Демобилизация - Владимир Корнилов
Шрифт:
Интервал:
Закладка:
— Угу, — кивнул доцент.
Они почти не расставались с пятого марта, годовщины смерти вождя, когда, случайно столкнувшись в редакции, завели разговор о прошлогоднем покойнике, и уже доцент собирался пустить в адрес усопшего пару колкостей, как Бороздыка сказал:
— Собиратель. Что там ни говорите, а восстановил империю. Единую и неделимую. Даже прибавил пол-Европы. Шутка ли?! Помните, у Шульгина в «20-м»? Выполнил белую идею. Те — всё раздали, этот собрал. А что не русский, так и Романовы — швабы. А теперь только год прошел, и уже Крым хохлам отдаем. Так недолго и все раздать — и Прибалтику, и еще Бог знает что!..
— Ну, это формальность, — сказал доцент.
— Не скажите. Сегодня формальность, а завтра могут и по форме спросить. Это — как повернуть. Конечно, деспот был… Но ведь кто не деспот? Деспот, но реальный человек. Государственник. Нелегко ему пришлось. С анархии начинал.
И дальше Бороздыка начал описывать красоты Львова, Вильнюса и Таллина, городов, где он никогда не был, и Рижского взморья, где никогда не отдыхал, а Сеничкин, объездивший за свои неполные двадцать восемь лет все курорты страны, представил вполне реально, что не собери всего этого Сталин, он, Алексей Васильевич, был бы этого лишен и, отнеся гибель своего отца, Юрия Алексеевича Сретенского, на счет Дзержинского и его последышей, не стал ругать Сталина.
Всю неделю Бороздыка поражал его подобными открытиями, и Сеничкин честно поил неудачливого кандидатишку, провожал, как девушку, до дому, брал на ночь из дрожащих рук Бороздыки раритеты, вроде шульгинских книжонок, и постепенно проникался белыми и светлыми русофильскими настроениями. Нет, он не собирался немедля проводить их в жизнь, но он верил, что со временем они сами проведутся, и тогда уж наверняка он, Алексей Васильевич, будет во всеоружии и уж никак не аутсайдером. Но у себя на кафедре он о них, понятно, не распространялся. Да и в других местах тоже. И только нечаянно в день ухода Марьяны к Шустовой взорвался в разговоре с матерью, помянул своего настоящего родителя и помечтал о возвращении родовой фамилии.

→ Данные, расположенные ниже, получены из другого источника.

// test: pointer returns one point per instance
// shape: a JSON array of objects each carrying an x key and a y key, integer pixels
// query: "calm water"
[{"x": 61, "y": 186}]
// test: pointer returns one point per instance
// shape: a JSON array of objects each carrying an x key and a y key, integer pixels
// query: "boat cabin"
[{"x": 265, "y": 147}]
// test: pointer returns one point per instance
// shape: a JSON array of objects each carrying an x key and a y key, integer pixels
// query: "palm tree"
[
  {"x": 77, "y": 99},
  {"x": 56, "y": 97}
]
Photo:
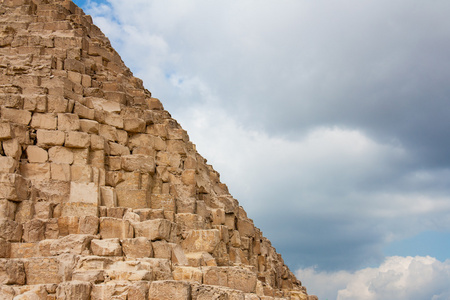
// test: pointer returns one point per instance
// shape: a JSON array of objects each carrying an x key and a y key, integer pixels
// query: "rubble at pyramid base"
[{"x": 102, "y": 195}]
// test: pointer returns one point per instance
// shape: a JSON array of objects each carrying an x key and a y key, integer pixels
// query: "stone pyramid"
[{"x": 102, "y": 195}]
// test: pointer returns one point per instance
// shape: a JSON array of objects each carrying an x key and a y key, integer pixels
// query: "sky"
[{"x": 328, "y": 121}]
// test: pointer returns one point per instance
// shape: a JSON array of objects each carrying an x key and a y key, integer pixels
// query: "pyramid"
[{"x": 102, "y": 195}]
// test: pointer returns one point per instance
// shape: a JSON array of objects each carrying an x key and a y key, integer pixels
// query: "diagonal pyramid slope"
[{"x": 102, "y": 195}]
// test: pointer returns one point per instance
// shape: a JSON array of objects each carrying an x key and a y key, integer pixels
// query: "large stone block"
[
  {"x": 83, "y": 192},
  {"x": 77, "y": 139},
  {"x": 115, "y": 228},
  {"x": 132, "y": 198},
  {"x": 36, "y": 154},
  {"x": 16, "y": 115},
  {"x": 8, "y": 164},
  {"x": 14, "y": 187},
  {"x": 60, "y": 155},
  {"x": 201, "y": 240},
  {"x": 10, "y": 230},
  {"x": 138, "y": 162},
  {"x": 46, "y": 138},
  {"x": 137, "y": 247},
  {"x": 12, "y": 271},
  {"x": 153, "y": 229},
  {"x": 43, "y": 270},
  {"x": 72, "y": 244},
  {"x": 168, "y": 290},
  {"x": 74, "y": 290},
  {"x": 106, "y": 247}
]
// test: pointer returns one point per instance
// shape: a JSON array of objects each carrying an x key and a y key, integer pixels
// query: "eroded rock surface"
[{"x": 102, "y": 195}]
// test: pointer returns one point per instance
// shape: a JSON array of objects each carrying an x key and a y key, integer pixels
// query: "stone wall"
[{"x": 102, "y": 195}]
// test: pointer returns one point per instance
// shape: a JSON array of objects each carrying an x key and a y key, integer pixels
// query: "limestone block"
[
  {"x": 68, "y": 122},
  {"x": 188, "y": 177},
  {"x": 74, "y": 290},
  {"x": 24, "y": 250},
  {"x": 10, "y": 230},
  {"x": 201, "y": 240},
  {"x": 60, "y": 155},
  {"x": 33, "y": 231},
  {"x": 105, "y": 105},
  {"x": 5, "y": 247},
  {"x": 44, "y": 121},
  {"x": 115, "y": 228},
  {"x": 134, "y": 125},
  {"x": 242, "y": 279},
  {"x": 190, "y": 221},
  {"x": 133, "y": 198},
  {"x": 14, "y": 187},
  {"x": 117, "y": 149},
  {"x": 94, "y": 276},
  {"x": 5, "y": 131},
  {"x": 8, "y": 164},
  {"x": 47, "y": 138},
  {"x": 77, "y": 139},
  {"x": 43, "y": 270},
  {"x": 89, "y": 126},
  {"x": 205, "y": 292},
  {"x": 154, "y": 104},
  {"x": 153, "y": 229},
  {"x": 68, "y": 225},
  {"x": 72, "y": 244},
  {"x": 188, "y": 274},
  {"x": 16, "y": 115},
  {"x": 88, "y": 225},
  {"x": 161, "y": 249},
  {"x": 138, "y": 162},
  {"x": 12, "y": 271},
  {"x": 60, "y": 172},
  {"x": 108, "y": 132},
  {"x": 36, "y": 154},
  {"x": 137, "y": 247},
  {"x": 7, "y": 208},
  {"x": 81, "y": 173},
  {"x": 97, "y": 142},
  {"x": 168, "y": 290},
  {"x": 245, "y": 227},
  {"x": 106, "y": 247},
  {"x": 51, "y": 229},
  {"x": 12, "y": 148},
  {"x": 83, "y": 111},
  {"x": 108, "y": 196},
  {"x": 82, "y": 192},
  {"x": 79, "y": 209},
  {"x": 162, "y": 201}
]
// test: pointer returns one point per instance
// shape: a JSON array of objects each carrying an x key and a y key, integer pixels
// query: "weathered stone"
[
  {"x": 68, "y": 122},
  {"x": 106, "y": 247},
  {"x": 8, "y": 164},
  {"x": 74, "y": 290},
  {"x": 115, "y": 228},
  {"x": 137, "y": 247},
  {"x": 201, "y": 240},
  {"x": 162, "y": 290},
  {"x": 153, "y": 229},
  {"x": 72, "y": 244},
  {"x": 12, "y": 272},
  {"x": 46, "y": 138},
  {"x": 10, "y": 230},
  {"x": 132, "y": 198},
  {"x": 36, "y": 154},
  {"x": 76, "y": 139}
]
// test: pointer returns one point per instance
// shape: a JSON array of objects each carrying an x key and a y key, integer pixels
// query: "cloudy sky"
[{"x": 328, "y": 120}]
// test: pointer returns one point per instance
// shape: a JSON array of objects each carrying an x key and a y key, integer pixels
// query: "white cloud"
[{"x": 400, "y": 278}]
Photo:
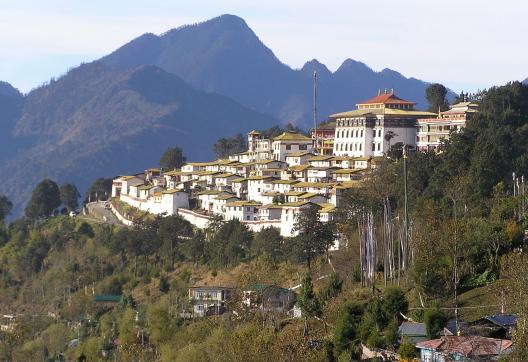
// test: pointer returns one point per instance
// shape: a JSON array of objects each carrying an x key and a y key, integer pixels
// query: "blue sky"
[{"x": 464, "y": 44}]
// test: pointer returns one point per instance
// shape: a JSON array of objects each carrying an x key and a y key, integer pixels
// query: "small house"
[
  {"x": 463, "y": 348},
  {"x": 268, "y": 298},
  {"x": 209, "y": 300}
]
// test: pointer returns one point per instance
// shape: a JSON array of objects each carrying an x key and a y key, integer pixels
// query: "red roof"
[{"x": 389, "y": 98}]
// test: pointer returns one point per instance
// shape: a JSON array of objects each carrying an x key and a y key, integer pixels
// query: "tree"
[
  {"x": 69, "y": 196},
  {"x": 229, "y": 244},
  {"x": 279, "y": 199},
  {"x": 394, "y": 303},
  {"x": 160, "y": 323},
  {"x": 171, "y": 230},
  {"x": 164, "y": 284},
  {"x": 193, "y": 248},
  {"x": 407, "y": 351},
  {"x": 514, "y": 285},
  {"x": 225, "y": 147},
  {"x": 86, "y": 229},
  {"x": 44, "y": 200},
  {"x": 314, "y": 237},
  {"x": 308, "y": 301},
  {"x": 333, "y": 288},
  {"x": 101, "y": 189},
  {"x": 345, "y": 330},
  {"x": 127, "y": 330},
  {"x": 268, "y": 242},
  {"x": 389, "y": 136},
  {"x": 173, "y": 158},
  {"x": 436, "y": 96},
  {"x": 435, "y": 320},
  {"x": 5, "y": 207}
]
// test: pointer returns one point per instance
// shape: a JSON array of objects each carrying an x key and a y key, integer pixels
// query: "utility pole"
[
  {"x": 315, "y": 107},
  {"x": 455, "y": 265},
  {"x": 406, "y": 208}
]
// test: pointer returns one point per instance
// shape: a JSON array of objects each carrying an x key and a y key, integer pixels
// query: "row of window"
[
  {"x": 350, "y": 122},
  {"x": 349, "y": 133},
  {"x": 356, "y": 146},
  {"x": 349, "y": 147},
  {"x": 356, "y": 133}
]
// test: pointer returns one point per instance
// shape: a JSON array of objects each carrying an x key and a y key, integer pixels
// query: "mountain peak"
[
  {"x": 352, "y": 65},
  {"x": 314, "y": 64},
  {"x": 228, "y": 19},
  {"x": 8, "y": 90}
]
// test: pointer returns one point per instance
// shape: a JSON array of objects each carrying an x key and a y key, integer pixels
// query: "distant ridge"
[
  {"x": 225, "y": 56},
  {"x": 186, "y": 87},
  {"x": 99, "y": 122}
]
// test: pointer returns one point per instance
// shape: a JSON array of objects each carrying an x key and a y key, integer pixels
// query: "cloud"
[{"x": 453, "y": 42}]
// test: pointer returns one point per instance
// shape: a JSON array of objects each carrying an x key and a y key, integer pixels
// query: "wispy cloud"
[{"x": 463, "y": 44}]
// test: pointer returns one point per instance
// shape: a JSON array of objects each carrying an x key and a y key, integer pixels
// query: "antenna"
[{"x": 315, "y": 107}]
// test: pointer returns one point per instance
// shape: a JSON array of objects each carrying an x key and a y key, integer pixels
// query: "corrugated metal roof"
[{"x": 412, "y": 329}]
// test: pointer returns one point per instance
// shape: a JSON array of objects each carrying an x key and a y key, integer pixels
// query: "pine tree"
[{"x": 308, "y": 301}]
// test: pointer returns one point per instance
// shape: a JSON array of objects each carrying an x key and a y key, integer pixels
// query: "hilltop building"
[
  {"x": 323, "y": 137},
  {"x": 432, "y": 130},
  {"x": 261, "y": 148},
  {"x": 375, "y": 126}
]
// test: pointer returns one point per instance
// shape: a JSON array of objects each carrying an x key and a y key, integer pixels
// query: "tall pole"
[
  {"x": 315, "y": 107},
  {"x": 455, "y": 264},
  {"x": 405, "y": 203}
]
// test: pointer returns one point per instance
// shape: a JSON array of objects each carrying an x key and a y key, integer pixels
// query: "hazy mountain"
[
  {"x": 11, "y": 101},
  {"x": 187, "y": 87},
  {"x": 97, "y": 121},
  {"x": 224, "y": 55}
]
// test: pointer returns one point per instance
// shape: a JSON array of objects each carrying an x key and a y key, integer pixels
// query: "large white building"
[
  {"x": 432, "y": 131},
  {"x": 375, "y": 126},
  {"x": 261, "y": 148}
]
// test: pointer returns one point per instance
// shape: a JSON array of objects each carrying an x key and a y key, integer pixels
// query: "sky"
[{"x": 466, "y": 45}]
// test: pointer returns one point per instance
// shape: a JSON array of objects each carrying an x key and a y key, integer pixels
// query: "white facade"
[{"x": 375, "y": 126}]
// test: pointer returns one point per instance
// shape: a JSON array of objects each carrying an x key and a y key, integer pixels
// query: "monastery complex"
[{"x": 276, "y": 178}]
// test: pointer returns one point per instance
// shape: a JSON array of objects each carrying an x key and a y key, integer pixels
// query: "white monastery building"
[
  {"x": 433, "y": 130},
  {"x": 376, "y": 125}
]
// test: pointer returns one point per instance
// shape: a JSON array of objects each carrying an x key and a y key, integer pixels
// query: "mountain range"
[
  {"x": 186, "y": 87},
  {"x": 225, "y": 56}
]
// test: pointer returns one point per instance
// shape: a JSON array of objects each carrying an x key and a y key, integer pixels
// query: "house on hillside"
[
  {"x": 463, "y": 348},
  {"x": 412, "y": 332},
  {"x": 268, "y": 298},
  {"x": 494, "y": 326},
  {"x": 209, "y": 300}
]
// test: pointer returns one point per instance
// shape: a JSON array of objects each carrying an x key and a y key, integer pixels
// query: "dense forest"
[{"x": 463, "y": 239}]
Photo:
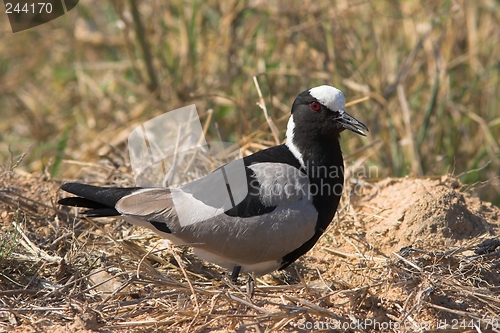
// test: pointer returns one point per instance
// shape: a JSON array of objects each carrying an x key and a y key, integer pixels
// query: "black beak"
[{"x": 351, "y": 123}]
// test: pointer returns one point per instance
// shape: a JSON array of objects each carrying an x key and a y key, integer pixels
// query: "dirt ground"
[{"x": 401, "y": 255}]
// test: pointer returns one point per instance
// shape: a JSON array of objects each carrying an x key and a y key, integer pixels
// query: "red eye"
[{"x": 315, "y": 106}]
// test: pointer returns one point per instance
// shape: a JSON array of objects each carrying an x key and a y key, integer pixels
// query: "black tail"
[{"x": 100, "y": 200}]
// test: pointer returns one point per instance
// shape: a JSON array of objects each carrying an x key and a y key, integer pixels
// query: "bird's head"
[{"x": 321, "y": 111}]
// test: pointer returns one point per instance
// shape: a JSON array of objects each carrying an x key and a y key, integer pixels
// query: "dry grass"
[
  {"x": 73, "y": 89},
  {"x": 431, "y": 70}
]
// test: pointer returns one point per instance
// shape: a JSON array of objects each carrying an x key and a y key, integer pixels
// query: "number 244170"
[{"x": 41, "y": 7}]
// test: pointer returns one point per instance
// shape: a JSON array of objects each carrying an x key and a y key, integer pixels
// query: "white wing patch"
[{"x": 280, "y": 184}]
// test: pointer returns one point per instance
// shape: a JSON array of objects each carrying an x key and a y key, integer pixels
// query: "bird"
[{"x": 292, "y": 192}]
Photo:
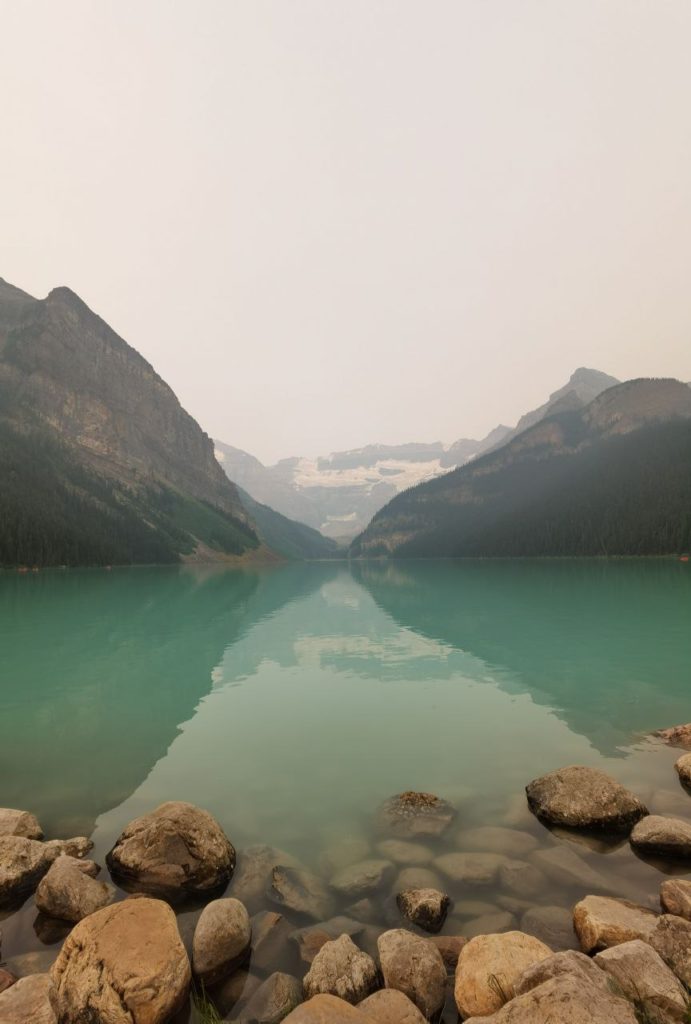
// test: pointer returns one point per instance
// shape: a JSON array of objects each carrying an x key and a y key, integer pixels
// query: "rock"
[
  {"x": 68, "y": 891},
  {"x": 362, "y": 879},
  {"x": 494, "y": 839},
  {"x": 488, "y": 968},
  {"x": 584, "y": 798},
  {"x": 449, "y": 946},
  {"x": 657, "y": 836},
  {"x": 270, "y": 937},
  {"x": 564, "y": 866},
  {"x": 309, "y": 940},
  {"x": 521, "y": 879},
  {"x": 125, "y": 965},
  {"x": 565, "y": 999},
  {"x": 402, "y": 852},
  {"x": 677, "y": 735},
  {"x": 18, "y": 823},
  {"x": 177, "y": 848},
  {"x": 571, "y": 962},
  {"x": 552, "y": 925},
  {"x": 683, "y": 767},
  {"x": 488, "y": 924},
  {"x": 299, "y": 890},
  {"x": 341, "y": 969},
  {"x": 391, "y": 1007},
  {"x": 676, "y": 897},
  {"x": 601, "y": 922},
  {"x": 221, "y": 940},
  {"x": 328, "y": 1010},
  {"x": 273, "y": 1000},
  {"x": 474, "y": 868},
  {"x": 645, "y": 980},
  {"x": 425, "y": 907},
  {"x": 414, "y": 966},
  {"x": 27, "y": 1001},
  {"x": 412, "y": 814}
]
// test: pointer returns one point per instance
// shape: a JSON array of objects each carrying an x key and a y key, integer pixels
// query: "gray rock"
[
  {"x": 645, "y": 980},
  {"x": 18, "y": 823},
  {"x": 343, "y": 970},
  {"x": 70, "y": 892},
  {"x": 177, "y": 848},
  {"x": 415, "y": 967},
  {"x": 658, "y": 836},
  {"x": 273, "y": 1000},
  {"x": 28, "y": 1001},
  {"x": 425, "y": 907},
  {"x": 413, "y": 814},
  {"x": 584, "y": 798},
  {"x": 299, "y": 890},
  {"x": 221, "y": 940}
]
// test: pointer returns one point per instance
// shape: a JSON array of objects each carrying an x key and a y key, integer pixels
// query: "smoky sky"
[{"x": 335, "y": 222}]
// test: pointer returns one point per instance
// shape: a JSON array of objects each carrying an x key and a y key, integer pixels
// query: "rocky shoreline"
[{"x": 405, "y": 930}]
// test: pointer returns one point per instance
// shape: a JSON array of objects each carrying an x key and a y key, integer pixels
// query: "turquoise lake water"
[{"x": 291, "y": 700}]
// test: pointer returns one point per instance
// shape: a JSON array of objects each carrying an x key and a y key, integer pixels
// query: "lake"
[{"x": 290, "y": 701}]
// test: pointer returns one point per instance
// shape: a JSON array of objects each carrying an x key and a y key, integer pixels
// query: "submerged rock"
[
  {"x": 177, "y": 848},
  {"x": 412, "y": 814},
  {"x": 488, "y": 968},
  {"x": 125, "y": 965},
  {"x": 221, "y": 939},
  {"x": 414, "y": 966},
  {"x": 341, "y": 969},
  {"x": 425, "y": 907},
  {"x": 578, "y": 797}
]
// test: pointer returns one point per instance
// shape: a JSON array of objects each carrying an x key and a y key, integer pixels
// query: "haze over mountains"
[{"x": 339, "y": 494}]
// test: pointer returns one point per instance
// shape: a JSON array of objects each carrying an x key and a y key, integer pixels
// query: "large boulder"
[
  {"x": 391, "y": 1007},
  {"x": 177, "y": 848},
  {"x": 413, "y": 814},
  {"x": 644, "y": 978},
  {"x": 123, "y": 965},
  {"x": 69, "y": 890},
  {"x": 300, "y": 891},
  {"x": 602, "y": 922},
  {"x": 341, "y": 969},
  {"x": 662, "y": 837},
  {"x": 578, "y": 797},
  {"x": 14, "y": 822},
  {"x": 273, "y": 1000},
  {"x": 676, "y": 897},
  {"x": 488, "y": 968},
  {"x": 28, "y": 1001},
  {"x": 221, "y": 939},
  {"x": 414, "y": 966},
  {"x": 425, "y": 907}
]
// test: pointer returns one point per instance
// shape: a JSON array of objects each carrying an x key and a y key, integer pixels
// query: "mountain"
[
  {"x": 287, "y": 538},
  {"x": 99, "y": 462},
  {"x": 612, "y": 477}
]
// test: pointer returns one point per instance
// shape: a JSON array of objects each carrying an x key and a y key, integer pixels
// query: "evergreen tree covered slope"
[
  {"x": 613, "y": 478},
  {"x": 99, "y": 464}
]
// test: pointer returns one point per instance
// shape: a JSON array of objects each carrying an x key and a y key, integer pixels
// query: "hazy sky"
[{"x": 331, "y": 223}]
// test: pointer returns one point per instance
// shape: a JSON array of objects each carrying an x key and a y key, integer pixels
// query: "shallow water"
[{"x": 290, "y": 701}]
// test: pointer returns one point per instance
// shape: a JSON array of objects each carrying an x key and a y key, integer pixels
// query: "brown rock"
[
  {"x": 27, "y": 1001},
  {"x": 584, "y": 798},
  {"x": 177, "y": 848},
  {"x": 488, "y": 968},
  {"x": 221, "y": 940},
  {"x": 125, "y": 965},
  {"x": 425, "y": 907},
  {"x": 414, "y": 966},
  {"x": 412, "y": 814}
]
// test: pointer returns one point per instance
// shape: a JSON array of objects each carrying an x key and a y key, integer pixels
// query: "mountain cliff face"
[
  {"x": 613, "y": 477},
  {"x": 100, "y": 462}
]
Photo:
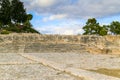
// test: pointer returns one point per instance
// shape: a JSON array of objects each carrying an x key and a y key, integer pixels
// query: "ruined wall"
[{"x": 35, "y": 43}]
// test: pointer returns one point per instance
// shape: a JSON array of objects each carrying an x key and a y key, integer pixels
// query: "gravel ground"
[
  {"x": 82, "y": 61},
  {"x": 15, "y": 67},
  {"x": 56, "y": 66}
]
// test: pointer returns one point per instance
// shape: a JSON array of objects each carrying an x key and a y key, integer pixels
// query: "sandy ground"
[{"x": 55, "y": 66}]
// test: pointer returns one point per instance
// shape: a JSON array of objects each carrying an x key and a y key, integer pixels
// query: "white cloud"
[
  {"x": 55, "y": 17},
  {"x": 76, "y": 8}
]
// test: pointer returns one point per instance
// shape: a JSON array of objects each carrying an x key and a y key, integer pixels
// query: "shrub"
[{"x": 5, "y": 32}]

Конечно, это было нехорошо, неблагородно, а главное, не к месту. Он и до скандала с матерью знал, что у его формального отца с президентством не вытанцовывается. Союзнички финтят и прочат француза, а наверху, в Совмине, волынят и никак не могут решить, посылать ли на выборы Василия Митрофановича или с самого начала отказаться от проигранной партии, Сеничкину сказаться больным, послать для проформы на заседание сеничкинского зама, а потом снять Сеничкина и назначить Героя. Для иностранцев Герой импозантней, знает английский и вообще сейчас, в период надвигающейся международной разрядки, смотрится более европейски.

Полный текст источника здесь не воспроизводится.